CSCI4969-6969 Syllabus

This course focuses on machine learning algorithms for analyzing biological data. The course will introduce the main topics in this area, such as analysis of genome sequences, protein structures, gene networks, and so on. We will cover some of the traditional algorithms for these tasks, but the main focus is on the role of deep learning and data mining in computational biology and bioinformatics.

Introduction

This course focuses on machine learning algorithms for analyzing biological data. The course will introduce the main topics in this area, such as analysis of genome sequences, protein structures, gene networks, and so on. We will cover some of the traditional algorithms for these tasks, but the main focus is on the role of deep learning and data mining in computational biology and bioinformatics.

Learning Objectives

After taking this course students will be

  • knowledgeable about the fundamental bioinformatics tasks like sequence and structure analysis and evolution, biological networks, and machine learning methods in bioinformatics

  • able to understand the key algorithms for the main tasks

  • able to implement and apply the techniques to real world datasets

Prerequisites

Prior knowledge of biology is not required. Prior exposure to linear algebra, and probability and statistics is a plus. You will be expected to read cutting-edge machine learning papers on the course related topics.

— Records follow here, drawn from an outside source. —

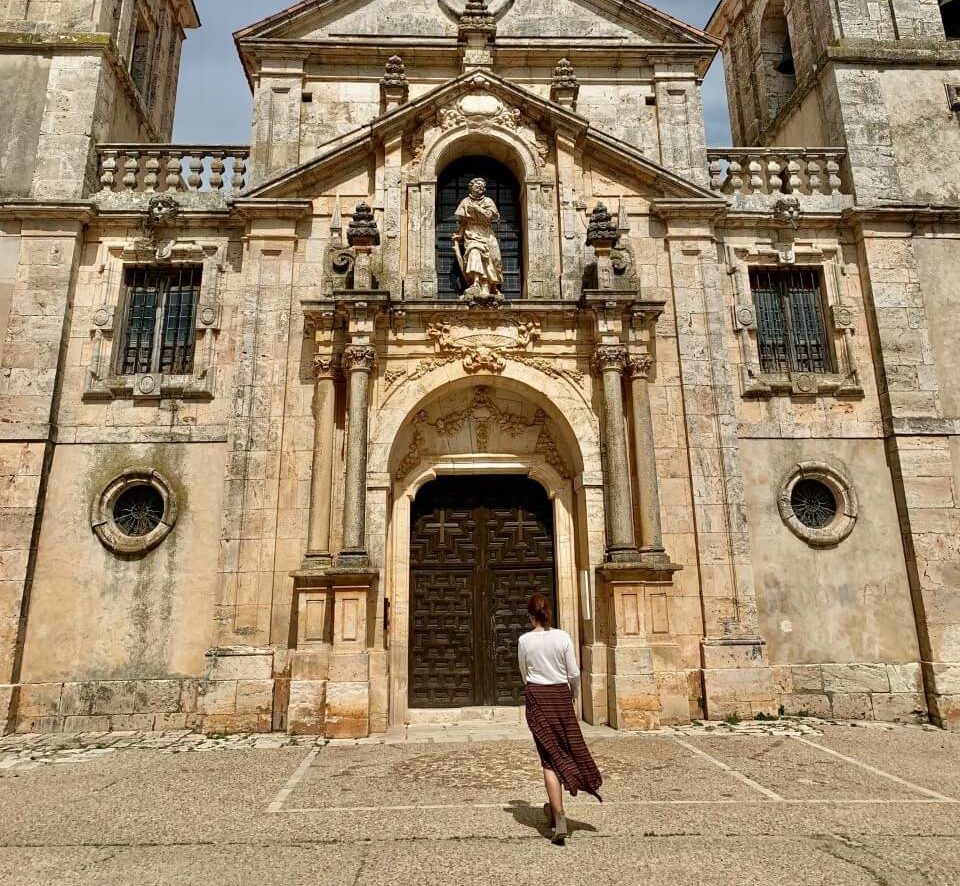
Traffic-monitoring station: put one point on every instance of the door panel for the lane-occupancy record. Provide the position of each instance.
(479, 548)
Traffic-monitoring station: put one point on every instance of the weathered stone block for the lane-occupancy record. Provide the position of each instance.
(851, 706)
(902, 707)
(807, 703)
(307, 710)
(254, 696)
(905, 678)
(347, 710)
(847, 678)
(157, 696)
(239, 664)
(36, 700)
(217, 698)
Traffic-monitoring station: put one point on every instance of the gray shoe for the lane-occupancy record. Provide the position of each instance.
(560, 831)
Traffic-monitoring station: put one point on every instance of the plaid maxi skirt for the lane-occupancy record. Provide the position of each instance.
(553, 721)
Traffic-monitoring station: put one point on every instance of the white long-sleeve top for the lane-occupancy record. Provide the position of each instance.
(547, 658)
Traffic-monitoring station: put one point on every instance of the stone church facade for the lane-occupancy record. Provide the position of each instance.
(286, 440)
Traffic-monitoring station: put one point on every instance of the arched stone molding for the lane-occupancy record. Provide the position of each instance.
(575, 487)
(567, 406)
(568, 524)
(516, 146)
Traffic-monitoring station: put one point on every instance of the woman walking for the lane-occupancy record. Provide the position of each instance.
(549, 670)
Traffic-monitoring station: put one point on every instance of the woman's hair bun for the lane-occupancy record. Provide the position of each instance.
(539, 610)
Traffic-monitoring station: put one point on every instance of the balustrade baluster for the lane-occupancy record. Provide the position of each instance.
(813, 175)
(217, 168)
(833, 176)
(195, 179)
(108, 170)
(239, 173)
(174, 169)
(131, 169)
(152, 175)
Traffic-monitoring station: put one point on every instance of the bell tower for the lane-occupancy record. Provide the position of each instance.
(75, 74)
(879, 79)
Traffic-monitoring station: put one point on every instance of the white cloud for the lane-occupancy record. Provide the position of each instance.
(214, 104)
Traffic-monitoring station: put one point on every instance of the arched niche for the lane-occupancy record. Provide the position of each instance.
(504, 189)
(537, 196)
(776, 51)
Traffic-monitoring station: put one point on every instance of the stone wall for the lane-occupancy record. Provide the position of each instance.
(123, 620)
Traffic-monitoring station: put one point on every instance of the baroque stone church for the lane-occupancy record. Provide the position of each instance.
(290, 431)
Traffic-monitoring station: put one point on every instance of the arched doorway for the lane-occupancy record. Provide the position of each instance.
(479, 547)
(503, 189)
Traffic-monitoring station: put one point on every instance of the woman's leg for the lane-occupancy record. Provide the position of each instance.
(554, 791)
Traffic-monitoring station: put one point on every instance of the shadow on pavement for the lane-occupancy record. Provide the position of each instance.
(532, 817)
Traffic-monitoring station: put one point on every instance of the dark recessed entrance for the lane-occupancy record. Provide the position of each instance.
(479, 547)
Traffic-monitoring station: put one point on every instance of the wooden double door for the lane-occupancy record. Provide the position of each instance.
(479, 548)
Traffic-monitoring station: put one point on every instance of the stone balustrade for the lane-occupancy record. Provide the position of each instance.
(772, 171)
(147, 169)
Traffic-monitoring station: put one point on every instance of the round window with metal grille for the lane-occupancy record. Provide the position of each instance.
(814, 503)
(138, 511)
(818, 503)
(135, 512)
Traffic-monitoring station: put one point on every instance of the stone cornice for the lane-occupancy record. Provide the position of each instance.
(85, 42)
(68, 210)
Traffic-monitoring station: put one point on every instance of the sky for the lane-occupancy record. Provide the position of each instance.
(214, 103)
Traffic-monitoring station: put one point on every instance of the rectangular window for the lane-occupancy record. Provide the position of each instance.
(791, 335)
(159, 334)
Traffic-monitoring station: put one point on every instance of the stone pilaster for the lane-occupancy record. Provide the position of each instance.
(326, 368)
(44, 275)
(736, 672)
(645, 455)
(358, 362)
(609, 362)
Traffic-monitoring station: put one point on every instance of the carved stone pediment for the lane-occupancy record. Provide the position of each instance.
(484, 343)
(482, 420)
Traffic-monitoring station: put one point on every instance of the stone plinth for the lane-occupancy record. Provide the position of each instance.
(642, 689)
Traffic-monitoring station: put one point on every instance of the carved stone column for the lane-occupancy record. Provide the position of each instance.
(358, 362)
(645, 456)
(609, 362)
(326, 369)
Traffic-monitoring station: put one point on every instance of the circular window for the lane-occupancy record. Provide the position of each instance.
(135, 512)
(138, 511)
(818, 503)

Assignments will require the use of Python as well as PyTorch and/or Tensorflow. You'll be given accounts on the CCI cluster at RPI that has state-of-the-art GPU nodes for deep learning.

Textbook

There is no required text for the course. Reading materials will be posted online.

Grading Policy

Your grade will be a combination of the following items. Note that in light of COVID disruption, your grade will depend only on the assignments and attendance.

  • Assignments and HWs (95%): Assignments and HWs will be given throughout the semester. These will include an implementation component and can also have written questions.

  • Final Project (0%): You will implement cutting edge approaches from the literature and extend/improve them. You will read papers on the topic, implement and compare state-of-the-art methods, and write a report on your findings. Finally, you will present your projects in class. Final projects can be done in groups of at most two students.

  • Attendance (5%): Students are required to attend and participate in the class. You are also required to fill out the course assessment request. Late Submissions: Most assignments will be due just before midnight on the due date. Students can get an automatic one day extension for a 15% grade penalty. No late assignments will be accepted after the midnight following the due date.

Academic Integrity

Students must work independently on all course assignments. You may consult other members of the class on the assignments, but you must submit your own work. For instance you may discuss general approaches to solving a problem, but you must implement the solution on your own (similarity detection software may be used). Anytime you borrow material from the web or elsewhere, you must acknowledge the source. Copying and pasting from published sources or the internet is considered plagiarism and is not acceptable. Plagiarized work will receive an automatic grade of zero.

Student-teacher relationships are built on trust. Acts which violate this trust undermine the educational process. The Rensselaer Handbook of Student Rights and Responsibilities and The Rensselaer Graduate Student Supplement define various forms of Academic Dishonesty and procedures for responding to them. Submission of any assignment that is in violation with these policies will result in a penalty that is deemed by the instructor to be appropriate to the infraction ranging from a grade of zero on the assignment in question, to failure of the class as a whole. The student will also be reported to the Dean of Students or the Dean of Graduate Education as appropriate. Note that academic dishonesty will be dealt with severely and will be reported to the Dean of Students. If you have any questions concerning this policy before submitting an assignment, please ask for clarification.